In any hospital, the amount of information generated for each cardiac patient is immense and valuable. That information is gathered from multiple points — the holding area, the cath lab and the recovery room. Most systems on the market have separate databases and simply interface between the three care areas, creating not only a technological challenge, but also a clinical challenge because data and precious time are often lost.

“Our existing hemodynamic system was becoming antiquated compared to new solutions emerging in the market,” recalls Pinson. “Much of our documentation had to be handwritten. This was time-consuming for both our staff and our physicians. We knew we had to implement a system that would help us keep pace with our increasing volumes and help us to maintain quality and improve efficiency.” “Our old technology didn’t afford us the ability to implement innovative data management,” says Kim Whittaker, Carroll Hospital Center’s senior systems application analyst and project manager for cardiology systems. “We were working out of several systems, none of which worked together. It just wouldn’t allow us to streamline data, a key component to any clinical process.”

 

The Answer

When Carroll Hospital Center began evaluating new systems, integration became the key driver. The hospital had already implemented the McKesson Radiology Manager radiology information system (RIS) and McKesson’s Horizon Medical Imaging picture archiving and communications system (PACS). Together, the systems had begun to improve the administrative and clinical workflow of its imaging department. Following in the footsteps of radiology, the cath lab team determined that optimizing workflow was the key to improving operations. Therefore, they wanted to select a CVIS system that best matched the workflow of the cardiovascular department. The unique ICL offering in Horizon Cardiology provided the answer with a single-system solution that connects – in real time – all stages of the hospital’s cardiovascular workflow, including image management, hemodynamic monitoring, procedure reporting and archiving.

“Horizon Cardiology offered more than other systems,” explains Sharon Sanders, RN, BSN, MBA, Carroll Hospital Center’s executive director of cardiovascular services. “Instead of having to pull data from different systems, it seamlessly flows from beginning to end. Because all data resides in one database, when it’s entered in hemo, it is instantly available from any workstation.”

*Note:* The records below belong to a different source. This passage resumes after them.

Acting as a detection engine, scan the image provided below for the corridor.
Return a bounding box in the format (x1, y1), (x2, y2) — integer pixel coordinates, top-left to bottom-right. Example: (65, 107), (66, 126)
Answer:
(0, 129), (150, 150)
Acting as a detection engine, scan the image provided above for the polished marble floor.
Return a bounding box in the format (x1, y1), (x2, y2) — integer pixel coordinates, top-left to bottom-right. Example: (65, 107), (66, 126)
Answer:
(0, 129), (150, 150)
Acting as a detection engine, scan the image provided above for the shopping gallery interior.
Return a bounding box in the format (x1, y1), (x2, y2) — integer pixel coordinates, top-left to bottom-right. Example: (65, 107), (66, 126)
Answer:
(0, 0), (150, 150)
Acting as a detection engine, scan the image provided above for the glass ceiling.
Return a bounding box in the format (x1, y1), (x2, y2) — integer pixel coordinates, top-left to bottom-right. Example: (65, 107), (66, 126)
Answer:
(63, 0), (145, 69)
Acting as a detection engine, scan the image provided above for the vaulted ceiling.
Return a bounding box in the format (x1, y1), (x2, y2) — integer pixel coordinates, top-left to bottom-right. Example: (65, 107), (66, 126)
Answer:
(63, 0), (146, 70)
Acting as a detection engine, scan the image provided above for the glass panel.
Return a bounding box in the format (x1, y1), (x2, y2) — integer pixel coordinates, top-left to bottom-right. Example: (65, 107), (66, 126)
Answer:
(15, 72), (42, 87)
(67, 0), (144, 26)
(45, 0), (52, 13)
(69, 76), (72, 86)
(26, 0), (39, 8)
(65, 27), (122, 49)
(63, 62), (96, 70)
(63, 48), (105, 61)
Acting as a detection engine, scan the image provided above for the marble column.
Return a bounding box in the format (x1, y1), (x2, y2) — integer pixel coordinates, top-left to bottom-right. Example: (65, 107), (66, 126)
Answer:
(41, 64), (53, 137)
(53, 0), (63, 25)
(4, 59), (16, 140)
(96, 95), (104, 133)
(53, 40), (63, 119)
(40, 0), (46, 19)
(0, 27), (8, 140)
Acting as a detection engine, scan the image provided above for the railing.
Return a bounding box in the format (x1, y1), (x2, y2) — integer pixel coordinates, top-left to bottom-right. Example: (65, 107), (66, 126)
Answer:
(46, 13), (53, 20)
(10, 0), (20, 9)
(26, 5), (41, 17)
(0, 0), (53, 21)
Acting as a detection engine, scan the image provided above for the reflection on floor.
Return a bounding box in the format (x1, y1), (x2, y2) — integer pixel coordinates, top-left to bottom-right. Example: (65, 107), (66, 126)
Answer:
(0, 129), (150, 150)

At Carroll Hospital Center, 20 cardiologists and surgeons use the system. Now, instead of having to find films, they can simultaneously view all of the patient’s cardiovascular images electronically while reporting on the procedure, even while the patient is still on the table. Physicians also now have remote access so they can view and edit the report from home or their offices.

“Everyone fell in love with the system, and today our cardiovascular lab is totally electronic,” says Whittaker. “Without having to worry about a paper chart, cardiologists, nurses and cath lab staff feel they are able to deliver more personalized and efficient care.”

 

The Results

By creating efficiencies in the documentation steps, Sanders says the cath lab was able to add volume without adding staff. The procedure room turnaround time was reduced from 35 minutes to 10 minutes, allowing an extra procedure to be added each day. Additionally, she is running three rooms with the staff she used to need for two rooms because there is no longer a need for manual documentation. The single repository of data has significantly improved access and efficiency such that Pinson, who used to spend a great deal of time manually collecting data, says the cardiologists are finishing their reports before he’s ready for them.

This case study was supplied by McKesson.